Beranda » Visa Indonesia Client Forum 2026: Kolaborasi dan Keamanan Jadi Kunci Era Pembayaran Cerdas

Visa Indonesia Client Forum 2026: Kolaborasi dan Keamanan Jadi Kunci Era Pembayaran Cerdas

by Amelia

HarianBisnis.id- Para pemimpin senior dari seluruh ekosistem pembayaran dan perbankan Indonesia berkumpul di Pulau Dewata untuk membahas masa depan industri yang semakin digerakkan oleh kecerdasan buatan (AI). Forum tahunan Visa Indonesia Client Forum 2026 yang berlangsung di Bali pada awal Mei itu menyoroti satu hal: AI tidak lagi sekadar membantu keputusan, tetapi kini mampu mengeksekusi transaksi secara mandiri.

Vira Widiyasari, Country Manager Visa Indonesia, membuka forum dengan pernyataan tegas tentang posisi Indonesia saat ini.

“Indonesia sedang berada pada fase penting dalam perjalanan digitalnya. Melalui forum ini, kami ingin mempertemukan para pemangku kepentingan untuk bersama-sama memperkuat fondasi sistem keuangan Indonesia, sejalan dengan upaya pemerintah dalam mempercepat digitalisasi,” ujar Vira dalam siaran pers yang diterima wartawan, Selasa (20/5).

Agen AI: Dari Rekomendasi ke Eksekusi
Salah satu diskusi paling menarik dalam forum ini adalah tentang agentic commerce. Secara global, agen AI kini mampu melakukan pemesanan ulang inventaris perusahaan secara otomatis atau mengatur perjalanan kompleks tanpa intervensi manusia. Artinya, pembayaran terintegrasi langsung pada momen konsumen berniat bertransaksi.

Futuris Ross Dawson, yang menjadi pembicara kunci, menekankan bahwa daya saing industri jasa keuangan Indonesia akan ditentukan oleh kejelasan peran masing-masing pihak, hubungan yang dilandasi kepercayaan, serta keseimbangan antara keahlian manusia dan teknologi.

Hiper-personalisasi dan Keamanan
Di era yang disebut sebagai “Era Pembayaran Cerdas” , personalisasi real-time berbasis AI menjadi kunci untuk menjaga relevansi. Namun, para pembicara juga memperingatkan bahwa penipuan kini semakin terorganisasi karena memanfaatkan AI. Karena itu, keamanan harus beroperasi pada “kecepatan mesin” di seluruh siklus hidup pembayaran.

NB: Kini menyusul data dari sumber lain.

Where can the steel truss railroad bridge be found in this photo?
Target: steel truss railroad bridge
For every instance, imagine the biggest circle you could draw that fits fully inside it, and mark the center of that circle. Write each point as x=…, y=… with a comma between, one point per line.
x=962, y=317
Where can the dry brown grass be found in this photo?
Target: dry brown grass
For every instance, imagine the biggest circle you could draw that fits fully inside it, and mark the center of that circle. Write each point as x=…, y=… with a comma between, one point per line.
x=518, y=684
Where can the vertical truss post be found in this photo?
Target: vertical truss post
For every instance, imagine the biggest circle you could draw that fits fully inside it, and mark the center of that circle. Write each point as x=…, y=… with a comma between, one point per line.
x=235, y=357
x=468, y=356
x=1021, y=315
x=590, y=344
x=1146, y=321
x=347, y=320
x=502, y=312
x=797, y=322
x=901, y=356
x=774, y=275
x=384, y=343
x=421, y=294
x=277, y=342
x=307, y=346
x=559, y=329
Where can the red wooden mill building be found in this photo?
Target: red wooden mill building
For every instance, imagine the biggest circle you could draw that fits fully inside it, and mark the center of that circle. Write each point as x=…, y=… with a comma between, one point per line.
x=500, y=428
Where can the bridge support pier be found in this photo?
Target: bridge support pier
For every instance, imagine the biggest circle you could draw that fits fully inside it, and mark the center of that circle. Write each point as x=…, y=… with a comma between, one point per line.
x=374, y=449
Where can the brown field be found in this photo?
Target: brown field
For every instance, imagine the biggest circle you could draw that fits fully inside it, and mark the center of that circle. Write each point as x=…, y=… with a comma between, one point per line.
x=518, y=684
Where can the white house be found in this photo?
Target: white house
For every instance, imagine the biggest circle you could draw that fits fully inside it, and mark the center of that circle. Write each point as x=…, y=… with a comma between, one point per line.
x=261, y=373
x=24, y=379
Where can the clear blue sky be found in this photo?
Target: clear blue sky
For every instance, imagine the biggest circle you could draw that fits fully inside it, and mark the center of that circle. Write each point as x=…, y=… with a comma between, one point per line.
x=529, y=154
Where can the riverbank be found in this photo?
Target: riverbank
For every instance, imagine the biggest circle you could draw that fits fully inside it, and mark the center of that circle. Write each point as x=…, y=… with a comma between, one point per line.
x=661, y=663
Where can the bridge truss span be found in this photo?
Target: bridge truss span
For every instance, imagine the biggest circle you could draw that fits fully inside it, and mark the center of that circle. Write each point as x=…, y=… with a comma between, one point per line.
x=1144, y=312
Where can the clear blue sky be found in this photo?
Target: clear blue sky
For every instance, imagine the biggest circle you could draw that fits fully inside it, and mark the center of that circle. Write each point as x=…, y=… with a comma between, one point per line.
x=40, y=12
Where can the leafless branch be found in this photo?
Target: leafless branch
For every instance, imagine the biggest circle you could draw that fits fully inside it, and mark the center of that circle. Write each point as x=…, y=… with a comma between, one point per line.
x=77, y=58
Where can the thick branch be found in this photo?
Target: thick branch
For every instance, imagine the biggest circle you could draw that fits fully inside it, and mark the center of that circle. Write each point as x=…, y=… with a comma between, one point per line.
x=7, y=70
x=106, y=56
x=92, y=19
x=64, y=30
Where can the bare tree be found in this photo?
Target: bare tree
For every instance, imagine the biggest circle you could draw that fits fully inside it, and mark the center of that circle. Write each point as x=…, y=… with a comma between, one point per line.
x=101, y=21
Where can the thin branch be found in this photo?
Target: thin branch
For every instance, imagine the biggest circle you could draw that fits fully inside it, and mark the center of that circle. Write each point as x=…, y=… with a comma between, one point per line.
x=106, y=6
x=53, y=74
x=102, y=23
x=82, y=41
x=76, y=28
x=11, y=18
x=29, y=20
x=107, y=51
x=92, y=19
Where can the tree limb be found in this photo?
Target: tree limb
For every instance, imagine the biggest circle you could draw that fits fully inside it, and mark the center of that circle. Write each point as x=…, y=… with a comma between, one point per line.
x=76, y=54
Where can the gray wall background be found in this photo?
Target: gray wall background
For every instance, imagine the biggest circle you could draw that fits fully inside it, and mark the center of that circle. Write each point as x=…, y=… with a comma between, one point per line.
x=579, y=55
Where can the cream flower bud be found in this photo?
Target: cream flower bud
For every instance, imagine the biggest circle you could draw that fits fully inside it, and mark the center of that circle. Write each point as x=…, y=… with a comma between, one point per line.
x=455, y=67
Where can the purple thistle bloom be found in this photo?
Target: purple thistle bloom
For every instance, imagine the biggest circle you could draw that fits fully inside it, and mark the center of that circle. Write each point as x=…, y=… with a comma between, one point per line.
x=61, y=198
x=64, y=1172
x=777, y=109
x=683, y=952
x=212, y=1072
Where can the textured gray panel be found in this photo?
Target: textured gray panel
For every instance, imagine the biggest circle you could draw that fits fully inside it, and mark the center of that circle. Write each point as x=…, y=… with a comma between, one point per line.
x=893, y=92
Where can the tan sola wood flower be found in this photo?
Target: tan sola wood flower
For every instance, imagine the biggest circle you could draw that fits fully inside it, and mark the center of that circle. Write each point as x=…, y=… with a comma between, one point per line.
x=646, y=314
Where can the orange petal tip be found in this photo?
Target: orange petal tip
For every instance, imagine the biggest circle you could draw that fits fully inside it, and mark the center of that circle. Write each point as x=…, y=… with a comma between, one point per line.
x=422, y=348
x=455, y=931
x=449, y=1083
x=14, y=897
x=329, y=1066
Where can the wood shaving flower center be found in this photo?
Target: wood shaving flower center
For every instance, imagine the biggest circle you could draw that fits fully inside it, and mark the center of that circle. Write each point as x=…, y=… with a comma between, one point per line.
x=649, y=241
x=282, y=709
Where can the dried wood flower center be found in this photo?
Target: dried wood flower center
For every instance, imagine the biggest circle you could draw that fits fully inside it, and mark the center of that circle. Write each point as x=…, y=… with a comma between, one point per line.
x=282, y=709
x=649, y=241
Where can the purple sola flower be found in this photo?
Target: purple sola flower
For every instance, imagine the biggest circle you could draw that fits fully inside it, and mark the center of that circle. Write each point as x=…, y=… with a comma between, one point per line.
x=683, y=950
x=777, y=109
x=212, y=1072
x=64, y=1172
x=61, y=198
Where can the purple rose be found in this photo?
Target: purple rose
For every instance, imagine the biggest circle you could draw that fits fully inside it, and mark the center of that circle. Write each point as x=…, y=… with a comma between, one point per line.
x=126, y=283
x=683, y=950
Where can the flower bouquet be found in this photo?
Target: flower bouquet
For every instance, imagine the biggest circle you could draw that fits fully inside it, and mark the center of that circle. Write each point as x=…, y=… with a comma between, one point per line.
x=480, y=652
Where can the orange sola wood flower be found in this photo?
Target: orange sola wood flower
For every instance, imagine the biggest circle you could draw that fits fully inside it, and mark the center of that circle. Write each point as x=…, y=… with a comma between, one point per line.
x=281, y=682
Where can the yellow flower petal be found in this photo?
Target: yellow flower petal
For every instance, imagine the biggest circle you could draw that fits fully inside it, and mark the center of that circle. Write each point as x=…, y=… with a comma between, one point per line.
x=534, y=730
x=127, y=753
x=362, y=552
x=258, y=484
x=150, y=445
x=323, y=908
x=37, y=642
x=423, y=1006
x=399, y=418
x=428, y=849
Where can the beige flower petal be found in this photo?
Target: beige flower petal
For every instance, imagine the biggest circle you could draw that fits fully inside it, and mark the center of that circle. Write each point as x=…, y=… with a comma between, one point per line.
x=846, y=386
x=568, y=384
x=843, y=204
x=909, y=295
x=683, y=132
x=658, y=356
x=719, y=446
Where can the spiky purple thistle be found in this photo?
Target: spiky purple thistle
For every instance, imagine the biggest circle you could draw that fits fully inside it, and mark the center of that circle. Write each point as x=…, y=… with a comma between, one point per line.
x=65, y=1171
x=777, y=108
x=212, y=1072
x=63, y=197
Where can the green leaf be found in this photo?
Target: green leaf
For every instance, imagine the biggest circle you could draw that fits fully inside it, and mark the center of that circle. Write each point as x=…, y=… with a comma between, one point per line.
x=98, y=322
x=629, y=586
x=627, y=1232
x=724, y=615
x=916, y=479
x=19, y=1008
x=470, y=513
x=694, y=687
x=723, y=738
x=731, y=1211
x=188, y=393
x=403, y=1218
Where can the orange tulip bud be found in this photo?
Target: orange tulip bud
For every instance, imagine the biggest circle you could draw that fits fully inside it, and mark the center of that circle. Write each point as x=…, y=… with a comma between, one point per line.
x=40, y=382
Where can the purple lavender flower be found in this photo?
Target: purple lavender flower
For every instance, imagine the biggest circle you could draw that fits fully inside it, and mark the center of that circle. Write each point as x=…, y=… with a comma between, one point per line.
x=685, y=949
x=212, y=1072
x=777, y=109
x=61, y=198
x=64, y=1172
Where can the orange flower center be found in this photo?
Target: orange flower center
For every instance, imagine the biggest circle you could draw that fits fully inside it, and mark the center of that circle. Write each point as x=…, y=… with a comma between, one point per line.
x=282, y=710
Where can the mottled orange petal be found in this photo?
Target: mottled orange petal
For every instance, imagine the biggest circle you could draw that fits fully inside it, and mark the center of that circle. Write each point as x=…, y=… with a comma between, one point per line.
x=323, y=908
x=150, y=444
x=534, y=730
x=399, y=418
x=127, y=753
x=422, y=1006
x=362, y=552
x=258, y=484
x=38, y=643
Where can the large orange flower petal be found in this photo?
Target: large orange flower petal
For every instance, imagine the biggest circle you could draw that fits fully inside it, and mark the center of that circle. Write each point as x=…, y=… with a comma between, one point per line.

Visa terus memperluas investasi pada platform cloud-native, solusi keterlibatan, serta manajemen risiko berbasis intelijen sebagai bagian dari value-added services untuk membantu klien berskala secara aman.

Dari Produk ke Platform
Forum ini juga mengangkat pergeseran pendekatan industri: dari produk berdiri sendiri menuju model platform dan kolaborasi ekosistem. Nilai tambah tidak lagi dibangun sendiri, melainkan melalui kerja sama yang menghubungkan jaringan, data, dan mitra.

Dalam sesi pemasaran, terungkap bahwa Generasi Z dan Alpha lebih efektif dijangkau melalui pendekatan berbasis minat dan pengalaman, bukan demografis tradisional. Visa Marketing Services pun menyediakan akses ke sponsorship global, layanan kreatif, hingga eksekusi kampanye.

Sementara itu, pembayaran komersial, pendanaan fleksibel, dan kartu co-brand kini semakin terintegrasi ke alur kerja bisnis sehari-hari, mendorong efisiensi dan arus kas.

Kepercayaan Fondasi Utama
Visa Indonesia Client Forum 2026 ditutup dengan satu pesan kunci: kepercayaan adalah fondasi utama masa depan pembayaran. Fondasi ini dibangun melalui pemanfaatan teknologi, infrastruktur modern, dan kolaborasi kuat dalam ekosistem.

Dengan semakin luasnya adopsi digital, Indonesia dinilai memiliki peluang besar untuk terus mendorong inovasi dan pertumbuhan berkelanjutan di industri pembayaran. Forum di Bali itu menjadi penegas bahwa AI, jika dikelola secara bertanggung jawab, akan menjadi mitra, bukan ancaman, bagi sistem keuangan nasional.